Les événements professionnels annuels (tels que le Studio Show à Paris – convention française des majors américaines, le Congrès à Deauville ou les Rencontres du Cinéma de Gérardmer) sont également des moments que j’apprécie beaucoup. Ils permettent à la fois de rencontrer les différents acteurs du secteur et de mettre enfin des visages sur les personnes avec lesquelles on échange régulièrement.
Nous avons aussi des projections organisées pour découvrir les films à venir. Même si cela reste du travail et nécessite un regard analytique, cela reste assez chouette de se dire qu’aller voir un film fait partie du métier.
Enfin, le fait de travailler sur des films qui ne correspondent pas toujours à mes goûts personnels permet aussi de conserver une certaine distinction entre le travail et les loisirs. Cela aide à préserver le plaisir de découvrir d’autres œuvres dans un cadre plus personnel, sans toujours associer le cinéma à une logique professionnelle.
Dans l’ensemble, c’est un métier que j’apprécie autant pour son environnement humain que pour son lien constant avec le cinéma.
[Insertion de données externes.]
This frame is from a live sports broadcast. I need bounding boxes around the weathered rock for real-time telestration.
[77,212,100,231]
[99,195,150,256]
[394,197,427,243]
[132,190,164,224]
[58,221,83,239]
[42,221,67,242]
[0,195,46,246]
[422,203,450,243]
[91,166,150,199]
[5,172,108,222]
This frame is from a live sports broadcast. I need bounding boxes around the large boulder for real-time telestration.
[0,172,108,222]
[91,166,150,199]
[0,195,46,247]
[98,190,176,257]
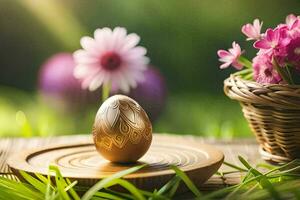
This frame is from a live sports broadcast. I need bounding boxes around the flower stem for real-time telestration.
[102,82,111,102]
[285,66,295,85]
[272,58,292,84]
[238,56,252,69]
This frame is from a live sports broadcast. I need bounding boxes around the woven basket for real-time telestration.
[224,75,300,162]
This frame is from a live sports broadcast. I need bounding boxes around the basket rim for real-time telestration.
[224,74,300,89]
[224,75,300,110]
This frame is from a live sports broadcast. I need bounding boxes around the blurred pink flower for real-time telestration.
[217,42,243,70]
[287,37,300,68]
[254,27,290,57]
[73,27,149,93]
[242,19,263,40]
[285,14,299,27]
[253,54,282,84]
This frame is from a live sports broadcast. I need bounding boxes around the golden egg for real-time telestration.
[93,95,152,163]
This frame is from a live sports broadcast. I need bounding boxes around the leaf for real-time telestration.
[82,165,146,200]
[105,179,145,200]
[171,165,202,197]
[19,171,46,194]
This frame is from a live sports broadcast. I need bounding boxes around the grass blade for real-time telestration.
[82,165,146,200]
[171,165,202,197]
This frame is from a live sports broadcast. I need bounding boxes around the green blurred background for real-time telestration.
[0,0,300,138]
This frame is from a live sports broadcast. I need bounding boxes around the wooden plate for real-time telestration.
[8,134,224,190]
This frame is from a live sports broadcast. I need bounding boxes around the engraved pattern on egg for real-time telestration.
[92,95,152,162]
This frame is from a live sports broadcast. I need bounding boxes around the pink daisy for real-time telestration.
[242,19,263,40]
[253,54,282,84]
[73,27,149,93]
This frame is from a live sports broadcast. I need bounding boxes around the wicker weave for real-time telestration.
[224,75,300,162]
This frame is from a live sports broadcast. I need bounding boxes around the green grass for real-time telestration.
[0,156,300,200]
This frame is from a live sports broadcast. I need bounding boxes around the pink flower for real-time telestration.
[73,27,149,93]
[254,27,290,57]
[285,14,299,27]
[217,42,243,70]
[287,37,300,68]
[253,54,282,84]
[242,19,263,40]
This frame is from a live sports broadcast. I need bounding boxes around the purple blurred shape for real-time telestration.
[38,53,101,110]
[129,66,167,122]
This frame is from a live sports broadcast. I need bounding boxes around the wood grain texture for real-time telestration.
[0,135,262,191]
[8,134,224,191]
[224,75,300,163]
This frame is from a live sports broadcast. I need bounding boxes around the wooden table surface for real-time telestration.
[0,135,262,190]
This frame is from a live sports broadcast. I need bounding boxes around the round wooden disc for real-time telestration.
[8,134,224,189]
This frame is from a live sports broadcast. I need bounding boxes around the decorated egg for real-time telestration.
[93,95,152,163]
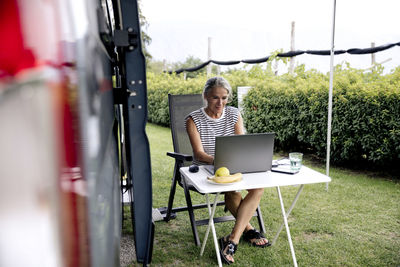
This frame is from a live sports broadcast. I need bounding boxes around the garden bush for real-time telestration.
[147,65,400,171]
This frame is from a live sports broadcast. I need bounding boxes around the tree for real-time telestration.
[138,0,153,61]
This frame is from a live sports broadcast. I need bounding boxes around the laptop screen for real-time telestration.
[214,133,275,173]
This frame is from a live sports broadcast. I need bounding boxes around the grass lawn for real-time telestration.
[124,124,400,266]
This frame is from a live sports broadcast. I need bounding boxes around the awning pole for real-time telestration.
[326,0,336,190]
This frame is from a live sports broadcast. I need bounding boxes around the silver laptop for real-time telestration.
[206,133,275,174]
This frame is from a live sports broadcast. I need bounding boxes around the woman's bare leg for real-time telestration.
[225,188,267,245]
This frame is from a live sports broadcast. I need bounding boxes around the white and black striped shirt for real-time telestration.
[185,106,239,165]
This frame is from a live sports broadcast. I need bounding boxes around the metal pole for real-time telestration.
[326,0,336,190]
[207,37,212,77]
[289,21,296,74]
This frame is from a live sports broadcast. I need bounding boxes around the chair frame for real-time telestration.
[159,94,265,246]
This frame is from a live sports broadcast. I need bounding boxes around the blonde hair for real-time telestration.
[203,77,232,102]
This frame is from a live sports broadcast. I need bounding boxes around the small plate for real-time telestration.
[207,179,243,185]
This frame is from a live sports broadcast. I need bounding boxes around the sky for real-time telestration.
[141,0,400,73]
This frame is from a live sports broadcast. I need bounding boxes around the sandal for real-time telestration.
[243,229,271,248]
[219,236,237,265]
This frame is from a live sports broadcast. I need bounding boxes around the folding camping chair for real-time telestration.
[159,94,265,246]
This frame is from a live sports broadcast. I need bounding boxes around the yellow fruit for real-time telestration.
[208,172,242,184]
[215,167,230,177]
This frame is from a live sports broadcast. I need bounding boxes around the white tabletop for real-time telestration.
[180,166,331,194]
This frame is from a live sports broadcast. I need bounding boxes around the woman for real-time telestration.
[186,77,270,264]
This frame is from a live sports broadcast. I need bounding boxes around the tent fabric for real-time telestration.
[168,42,400,74]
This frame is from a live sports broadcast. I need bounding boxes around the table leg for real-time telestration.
[276,186,297,267]
[272,184,304,246]
[200,193,222,267]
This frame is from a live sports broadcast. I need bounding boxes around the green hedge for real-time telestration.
[244,67,400,168]
[147,66,400,168]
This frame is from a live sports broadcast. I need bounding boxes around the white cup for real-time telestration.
[289,152,303,171]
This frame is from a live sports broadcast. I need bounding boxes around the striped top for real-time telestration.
[185,106,239,165]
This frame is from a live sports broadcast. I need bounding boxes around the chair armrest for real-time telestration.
[167,152,193,161]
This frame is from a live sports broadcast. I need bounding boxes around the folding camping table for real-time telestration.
[180,166,331,266]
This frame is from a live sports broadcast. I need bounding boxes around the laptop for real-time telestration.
[205,133,275,174]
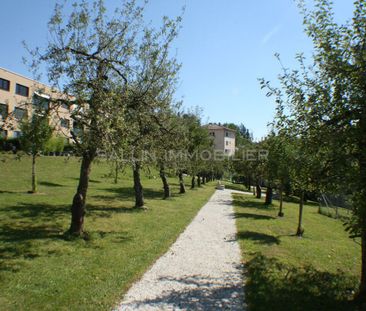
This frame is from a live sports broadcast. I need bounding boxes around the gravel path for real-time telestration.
[115,190,244,311]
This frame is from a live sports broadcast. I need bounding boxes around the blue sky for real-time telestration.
[0,0,353,139]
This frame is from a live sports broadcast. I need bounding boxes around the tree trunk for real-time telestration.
[247,177,252,191]
[355,233,366,310]
[278,185,284,217]
[32,153,37,193]
[256,183,262,199]
[178,171,186,193]
[264,186,273,205]
[133,162,145,208]
[114,161,118,184]
[353,120,366,304]
[69,152,95,235]
[160,166,170,199]
[296,190,304,237]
Pour finir, quel film conseilles-tu à découvrir en ce moment au cinéma ?
Mon petit péché mignon, c’est les films de genre. J’adore les films d’horreur, surtout quand ils sont bons. Et là, effectivement, j’ai vu Obsession de Curry Barker (sortie le 13 mai), qui est un premier long métrage. C’est un jeune réalisateur de 26 ans et il a fait des courts métrages très intéressants, toujours tournés vers le genre. Il a vraiment construit son identité visuelle et cinématographique dès ses courts métrages. Ce qui donne un premier long-métrage abouti, terrifiant et hyper intéressant, qui dit beaucoup de choses sur notre société. Donc vraiment, ce film-là est vraiment super et j’ai hâte de voir ce qu’il va faire par la suite.
Et il y a beaucoup de films de genre et d’horreur qui vont sortir ou qui viennent de sortir et que j’ai envie de découvrir comme Colony de Sang-Ho Yeon (sortie le 27 mai) qui avait réalisé Le Dernier train pour Busan ou encore Backrooms de Kane Parsons (sorti le 17 juin) qui a l’air intrigant.
Et dans les derniers que j’ai vus il y avait aussi Hokum de Damian McCarthy (sortie le 29 avril) qui était intéressant et Marama de Taratoa Stappard (20 avril) aussi, qui est une jolie proposition.